Journeying together in Christ

Michael Capon

Michael Capon serves as Music Director and is active as a performer, conductor, composer, and teacher. In addition to his church work, Michael has directed community choirs and orchestras, directed music for theatrical productions, taught music theory and organ students, and adjudicated at music festivals and competitions.

Michael has won first prize in the Quebec-wide John Robb Organ Competition and Second Prize in the Royal Canadian College of Organists’ National Organ Playing Competition. He earned his Master of Music degree from McGill University in Organ Performance, his ARCT. (Royal Conservatory of Toronto) in Piano Performance, and his ARCCO (Royal Canadian College of Organists).

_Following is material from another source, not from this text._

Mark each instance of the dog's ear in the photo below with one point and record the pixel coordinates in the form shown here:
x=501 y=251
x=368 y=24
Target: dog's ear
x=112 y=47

As a composer, Michael has written choral anthems and organ works, including “Psalm 103”, composed for the consecration of Mary Irwin Gibson as Bishop of Montreal in September 2015; “Bless the Lord, O my soul” for choir, congregation, and keyboard, premiered in May 2012; “Prelude and Toccata” (2017), “Montreal Sonata” (1995), and “Fredericton Suite” (2002). Works published by the Royal Canadian College of Organists include “Love, Joy, and Peace”, “Come sing, O Church, in joy”, and “Promenade: Homage to Gerald Bales”. His newly-orchestrated version of “In Flanders Fields” was premiered in November 2014 by the Ottawa Choral Society.

Previous church music positions include Director of Music at Glenview Presbyterian Church in Toronto, Timothy Eaton United Church in Toronto, Christ Church Cathedral in Fredericton, New Brunswick, and Assistant Organist at St. George’s Cathedral in Perth, Australia.

Michael was the Co-Chair of the planning committee for “I Feel the Winds”, a national organ festival that took place to great acclaim in Kingston in July 2016, serves on the Anglican Church task force preparing a supplement for the Common Praise hymn book, and is President of the Royal Canadian College of Organists Kingston Centre. He recently appeared as the Rabbi in the Domino Theatre production of John Lazarus’ comedy “Village of Idiots”.